El 8 de octubre de 2017, con 29 años, al atardecer, el cineasta y novelista Hu Bo se encontró con un amigo para tomar un trago. Los dos pasaron la noche bebiendo y discutiendo asuntos como sus directores favoritos o uno de los personajes principales de Cien años de soledad, el Coronel Aureliano Buendía, un hombre tan azotado por el cúmulo de tragedias que llenan su vida que intenta suicidarse en busca del apagón existencial que la tumba proporciona. Cuatro días después, Hu fue hallado suspendido en el hueco de la escalera del bloque de pisos de Pekín donde vivía, colgado del cuello. Por eso resulta inevitable considerar An Elephant Sitting Still, la ópera prima que completó poco antes de morir y de cuyo estreno no llegó a ser testigo -la película se estrena por estos días en España- en el equivalente cinematográfico de una nota de suicidio.
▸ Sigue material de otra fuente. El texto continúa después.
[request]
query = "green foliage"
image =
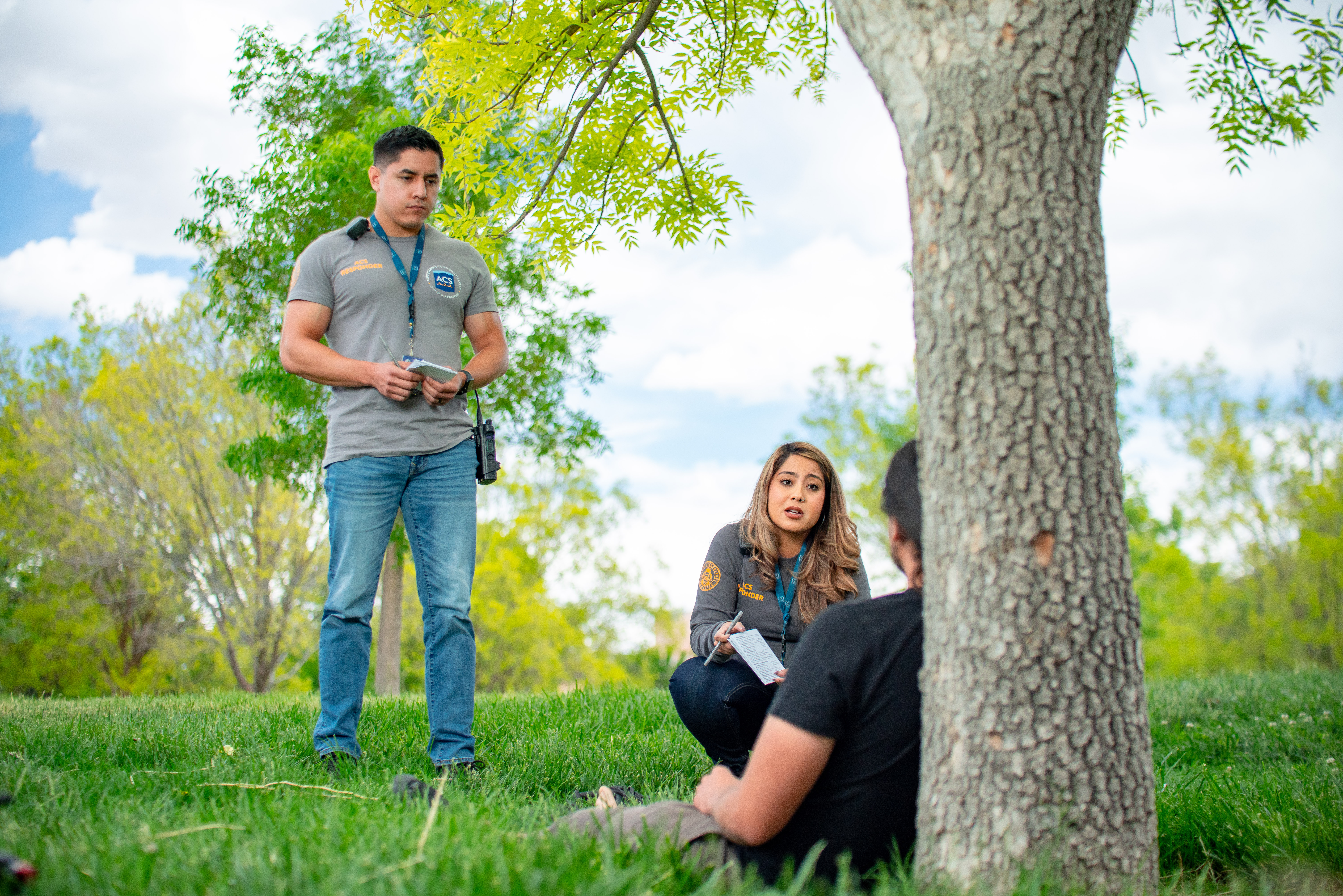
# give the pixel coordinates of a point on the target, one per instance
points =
(1266, 66)
(590, 104)
(1271, 488)
(320, 109)
(111, 794)
(860, 422)
(144, 551)
(562, 117)
(540, 526)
Basada en uno de los relatos cortos recogidos en La enorme grieta, uno de los dos libros que Hu publicó con el seudónimo Hu Qian, An Elephant Sitting Still destila la rabia y desesperación de toda una generación de jóvenes chinos que pagan el precio de la brutal reconversión de su país al capitalismo. Transcurre en una ciudad azotada por la crisis económica en la que las escuelas están cerrando, las instituciones son corruptas y nadie está a salvo ni de la extorsión ni de actos espontáneos de violencia. A lo largo de casi cuatro horas de metraje observamos las humillaciones soportadas por un cuarteto de personajes que tratan de escapar de su miseria viajando al lugar donde, se dice, hay un elefante capaz de permanecer impasible ante el sufrimiento. Pero, vayan donde vayan, su vida no mejorará.

Alcohólico y deprimido

Hu estaba convencido de que el mundo sería siempre tal y como él lo veía cuando hizo la película, y cuando se mató; él mismo había declarado en una entrevista que «la vida se basa en escoger el tipo de pesares con los que quieres cargar», y tiene sentido preguntarse si habría sido capaz de crear una obra maestra como An Elephant Sitting Still de no haber pensado así. En una entrada en su blog, en julio del 2017, definió hacer cine como un acto de «humillación, desesperanza y desamparo; una broma». En otra, confesó dormir más de 10 horas al día. Su adicción a los videojuegos se había transformado en adicción al alcohol y, cuanto más bebía, más atrapado se sentía.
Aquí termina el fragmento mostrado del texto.